He was there, all right. He was there in the most alarming possible way, as a dead weight lurching against me, then swaying and screaming as I tried to straighten him up, and stop the terrible downward drag of his sagging body.

He was sinking lower and lower, clutching at my knees now, refusing to take advantage of the support I was offering him. I strained and tugged, but it was no use. He was too heavy to raise and I could hear the breath wheezing out of his throat and there could be no mistaking the weight of horror that was making him twist and writhe as he sagged—the deadliness of whatever it was that had struck at him in the darkness without making a sound.

He screamed again. It was the kind of agonized protest which could only have come from the throat of a man who hardly knew what was happening to him ... a man with his terror heightened and made more acute by the awful, groping-in-the-dark realization that he was experiencing a torment he was powerless to explain.

There had to be an answer but I didn't know what it was, and when the scream died away and the tugging stopped all I could hear for an instant was the steady droning of the train. Then there was another violent movement close to me and a harsh intake of breath.

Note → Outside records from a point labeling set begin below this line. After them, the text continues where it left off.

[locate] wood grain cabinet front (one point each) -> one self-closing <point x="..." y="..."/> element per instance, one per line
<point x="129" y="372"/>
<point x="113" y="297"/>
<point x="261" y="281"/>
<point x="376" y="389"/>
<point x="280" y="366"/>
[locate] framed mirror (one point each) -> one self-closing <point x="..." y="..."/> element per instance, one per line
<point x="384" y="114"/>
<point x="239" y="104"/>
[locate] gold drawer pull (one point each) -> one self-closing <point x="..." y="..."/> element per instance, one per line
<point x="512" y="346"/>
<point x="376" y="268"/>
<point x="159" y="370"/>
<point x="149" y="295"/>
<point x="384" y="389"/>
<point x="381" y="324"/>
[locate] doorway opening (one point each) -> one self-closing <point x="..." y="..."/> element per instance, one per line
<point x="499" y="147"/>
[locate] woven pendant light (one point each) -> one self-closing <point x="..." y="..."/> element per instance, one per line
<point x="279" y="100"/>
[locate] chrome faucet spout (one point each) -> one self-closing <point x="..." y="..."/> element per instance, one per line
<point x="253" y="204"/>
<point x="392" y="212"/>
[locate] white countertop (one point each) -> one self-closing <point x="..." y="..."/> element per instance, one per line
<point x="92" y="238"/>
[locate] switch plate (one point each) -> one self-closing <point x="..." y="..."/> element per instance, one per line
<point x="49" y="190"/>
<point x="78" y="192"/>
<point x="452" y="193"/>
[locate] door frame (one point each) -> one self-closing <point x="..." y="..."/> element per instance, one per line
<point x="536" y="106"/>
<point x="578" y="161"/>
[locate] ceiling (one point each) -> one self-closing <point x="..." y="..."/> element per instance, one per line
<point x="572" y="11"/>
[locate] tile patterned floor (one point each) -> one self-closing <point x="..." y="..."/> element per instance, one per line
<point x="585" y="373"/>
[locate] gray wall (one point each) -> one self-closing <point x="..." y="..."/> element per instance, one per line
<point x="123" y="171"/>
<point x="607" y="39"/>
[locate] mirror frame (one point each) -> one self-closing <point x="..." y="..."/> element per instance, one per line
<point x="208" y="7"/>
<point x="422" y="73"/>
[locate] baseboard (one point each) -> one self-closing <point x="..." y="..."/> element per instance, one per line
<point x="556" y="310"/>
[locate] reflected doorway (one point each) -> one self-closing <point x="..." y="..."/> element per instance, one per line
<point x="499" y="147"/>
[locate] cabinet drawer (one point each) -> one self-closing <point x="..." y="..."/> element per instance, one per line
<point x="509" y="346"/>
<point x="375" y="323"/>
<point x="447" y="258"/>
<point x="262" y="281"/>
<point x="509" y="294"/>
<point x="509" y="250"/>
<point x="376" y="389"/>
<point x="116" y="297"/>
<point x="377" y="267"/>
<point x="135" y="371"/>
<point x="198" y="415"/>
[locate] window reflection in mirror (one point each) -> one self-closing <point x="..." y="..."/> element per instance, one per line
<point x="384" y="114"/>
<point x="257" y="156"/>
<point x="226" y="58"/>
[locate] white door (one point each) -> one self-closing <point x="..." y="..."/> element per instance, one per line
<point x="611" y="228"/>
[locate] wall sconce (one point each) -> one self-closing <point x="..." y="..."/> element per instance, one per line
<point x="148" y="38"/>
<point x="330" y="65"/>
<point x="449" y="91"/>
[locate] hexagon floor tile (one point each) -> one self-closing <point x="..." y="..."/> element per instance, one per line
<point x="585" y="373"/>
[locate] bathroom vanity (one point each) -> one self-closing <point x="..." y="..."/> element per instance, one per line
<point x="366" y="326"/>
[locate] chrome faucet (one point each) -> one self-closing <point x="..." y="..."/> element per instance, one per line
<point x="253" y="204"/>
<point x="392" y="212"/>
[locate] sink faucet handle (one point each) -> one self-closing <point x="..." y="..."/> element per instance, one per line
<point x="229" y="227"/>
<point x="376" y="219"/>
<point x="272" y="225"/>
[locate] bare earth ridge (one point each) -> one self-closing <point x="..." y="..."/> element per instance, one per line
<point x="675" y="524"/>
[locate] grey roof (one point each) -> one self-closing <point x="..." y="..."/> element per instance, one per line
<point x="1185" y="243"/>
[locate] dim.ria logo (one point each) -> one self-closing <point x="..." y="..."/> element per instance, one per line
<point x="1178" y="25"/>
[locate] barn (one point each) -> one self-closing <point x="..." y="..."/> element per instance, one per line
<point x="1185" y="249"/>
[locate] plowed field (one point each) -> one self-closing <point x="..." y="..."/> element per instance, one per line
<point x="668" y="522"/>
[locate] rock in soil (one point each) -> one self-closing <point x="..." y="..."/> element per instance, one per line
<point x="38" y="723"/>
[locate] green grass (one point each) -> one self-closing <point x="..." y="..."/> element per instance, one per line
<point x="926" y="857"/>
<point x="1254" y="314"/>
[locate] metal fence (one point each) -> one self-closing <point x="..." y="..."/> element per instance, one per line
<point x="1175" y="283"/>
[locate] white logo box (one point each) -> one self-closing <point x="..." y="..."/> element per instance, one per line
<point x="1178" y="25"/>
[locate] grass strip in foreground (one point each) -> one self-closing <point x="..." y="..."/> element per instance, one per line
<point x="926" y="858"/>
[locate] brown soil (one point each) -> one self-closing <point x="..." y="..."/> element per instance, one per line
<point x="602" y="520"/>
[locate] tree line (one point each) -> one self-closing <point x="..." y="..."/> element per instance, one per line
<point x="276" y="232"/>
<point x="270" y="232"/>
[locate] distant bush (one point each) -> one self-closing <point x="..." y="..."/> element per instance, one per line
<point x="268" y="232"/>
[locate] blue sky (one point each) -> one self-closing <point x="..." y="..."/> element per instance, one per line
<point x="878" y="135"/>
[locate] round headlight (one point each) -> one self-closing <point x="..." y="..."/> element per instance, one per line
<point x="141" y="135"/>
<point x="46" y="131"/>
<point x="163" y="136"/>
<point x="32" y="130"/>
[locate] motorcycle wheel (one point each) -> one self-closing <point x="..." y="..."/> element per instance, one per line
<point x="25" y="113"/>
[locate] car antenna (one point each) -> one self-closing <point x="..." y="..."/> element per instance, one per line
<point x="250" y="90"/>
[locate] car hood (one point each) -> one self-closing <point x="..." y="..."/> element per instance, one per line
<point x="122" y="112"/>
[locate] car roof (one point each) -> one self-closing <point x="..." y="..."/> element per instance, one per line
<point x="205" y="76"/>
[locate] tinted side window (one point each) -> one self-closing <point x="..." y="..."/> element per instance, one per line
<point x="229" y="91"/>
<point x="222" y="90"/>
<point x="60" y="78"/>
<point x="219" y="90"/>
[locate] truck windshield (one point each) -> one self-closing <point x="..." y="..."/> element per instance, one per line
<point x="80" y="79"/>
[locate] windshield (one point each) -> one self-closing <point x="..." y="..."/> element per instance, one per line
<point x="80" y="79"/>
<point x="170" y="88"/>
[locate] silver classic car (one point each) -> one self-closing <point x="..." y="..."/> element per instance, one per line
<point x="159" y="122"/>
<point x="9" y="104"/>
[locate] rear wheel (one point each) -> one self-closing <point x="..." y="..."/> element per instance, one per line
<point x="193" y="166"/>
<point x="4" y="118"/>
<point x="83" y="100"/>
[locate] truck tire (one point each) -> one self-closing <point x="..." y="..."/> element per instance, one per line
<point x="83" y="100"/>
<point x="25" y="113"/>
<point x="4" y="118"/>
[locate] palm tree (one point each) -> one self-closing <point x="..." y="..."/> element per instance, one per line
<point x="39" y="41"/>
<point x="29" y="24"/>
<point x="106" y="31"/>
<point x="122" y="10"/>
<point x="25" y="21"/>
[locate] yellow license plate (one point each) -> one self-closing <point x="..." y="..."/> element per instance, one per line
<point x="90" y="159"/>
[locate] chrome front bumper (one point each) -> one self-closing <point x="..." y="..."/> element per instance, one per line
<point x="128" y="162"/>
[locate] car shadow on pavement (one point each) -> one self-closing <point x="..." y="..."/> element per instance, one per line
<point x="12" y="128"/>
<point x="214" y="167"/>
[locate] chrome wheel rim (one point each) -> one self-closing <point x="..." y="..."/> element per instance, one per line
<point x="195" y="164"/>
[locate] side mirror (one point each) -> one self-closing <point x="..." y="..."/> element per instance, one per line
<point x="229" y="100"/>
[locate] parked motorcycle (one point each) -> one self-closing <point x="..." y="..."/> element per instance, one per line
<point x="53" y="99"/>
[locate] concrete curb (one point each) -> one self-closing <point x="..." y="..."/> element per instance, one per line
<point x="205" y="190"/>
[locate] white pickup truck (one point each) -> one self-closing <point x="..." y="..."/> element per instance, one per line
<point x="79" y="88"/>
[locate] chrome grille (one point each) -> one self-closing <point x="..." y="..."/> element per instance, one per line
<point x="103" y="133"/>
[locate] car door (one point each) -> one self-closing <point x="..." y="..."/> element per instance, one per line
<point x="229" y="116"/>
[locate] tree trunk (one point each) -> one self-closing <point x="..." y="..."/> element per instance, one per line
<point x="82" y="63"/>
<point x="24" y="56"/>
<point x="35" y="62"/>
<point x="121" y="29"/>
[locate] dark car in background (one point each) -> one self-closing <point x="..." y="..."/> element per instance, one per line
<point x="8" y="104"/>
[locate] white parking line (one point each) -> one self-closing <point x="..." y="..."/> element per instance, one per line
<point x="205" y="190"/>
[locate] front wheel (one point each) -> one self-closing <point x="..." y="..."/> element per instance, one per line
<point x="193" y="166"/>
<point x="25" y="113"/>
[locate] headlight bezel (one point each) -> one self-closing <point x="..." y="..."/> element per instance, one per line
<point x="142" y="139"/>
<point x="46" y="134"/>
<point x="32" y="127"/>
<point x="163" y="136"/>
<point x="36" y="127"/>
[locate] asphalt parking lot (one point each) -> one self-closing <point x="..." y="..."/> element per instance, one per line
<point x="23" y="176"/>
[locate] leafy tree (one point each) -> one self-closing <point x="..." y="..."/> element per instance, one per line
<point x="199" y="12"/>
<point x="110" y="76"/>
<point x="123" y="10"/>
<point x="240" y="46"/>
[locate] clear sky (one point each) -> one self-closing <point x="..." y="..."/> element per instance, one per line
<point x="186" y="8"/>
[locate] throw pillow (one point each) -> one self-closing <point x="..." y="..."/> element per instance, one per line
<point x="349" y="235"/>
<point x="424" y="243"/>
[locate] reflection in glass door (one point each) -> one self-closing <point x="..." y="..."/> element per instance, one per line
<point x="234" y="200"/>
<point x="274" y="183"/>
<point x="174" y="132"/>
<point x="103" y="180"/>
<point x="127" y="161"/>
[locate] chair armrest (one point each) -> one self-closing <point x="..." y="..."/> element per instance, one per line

My hand shot out, grazed something smooth that whipped away from me and caught hold of a wrist that was much thinner than a man's wrist had any right to be.

Much softer too, velvety soft, and it tugged and jerked in a frantic effort to free itself, holding tight to the knife that it would have taken all of a woman's strength to plunge deep into my heart.

But she could have done it, whoever she was, for there was a wiry strength in her—a strength so great that I had to twist her wrist cruelly before her fingers relaxed and the knife dropped to the floor of the train.

She gasped in pain—or was it fury?—and exerted all of her strength again in a desperate effort to break my grip. And this time luck was on her side. No, call it what it was. Luck may have figured, but most of it was plain blundering stupidity on my part. I was pretty sure I knew what her first, misdirected blow with the knife had done to the man I'd been talking to, and the thought so sickened and unnerved me that my fingers relaxed a little when the knife went clattering, and she took advantage of that to break free.

The passengers were crowding me now, pushing, shoving in alarm, and I knew it would be easy enough for her to force her way between them, still exerting all of her strength and get far enough away to be just one of the thirty terrified people when the train roared out into the light again. They'd all look disheveled, on the verge of panic and I wouldn't have a chance of identifying her.

How could I have identified her with any certainty, even if she'd been the only one with a guilty stare? I hadn't the least idea what she looked like. I only knew that she wasn't old, was all woman in her lithe softness, the opposite of an Amazon despite her strength. The femininity which had emanated from her—how instantly it can make itself felt, how instinctively overwhelming it can be!—had made me feel like a brute for an instant, even though I'd known it was her life or mine and I would have been quite mad to spare her.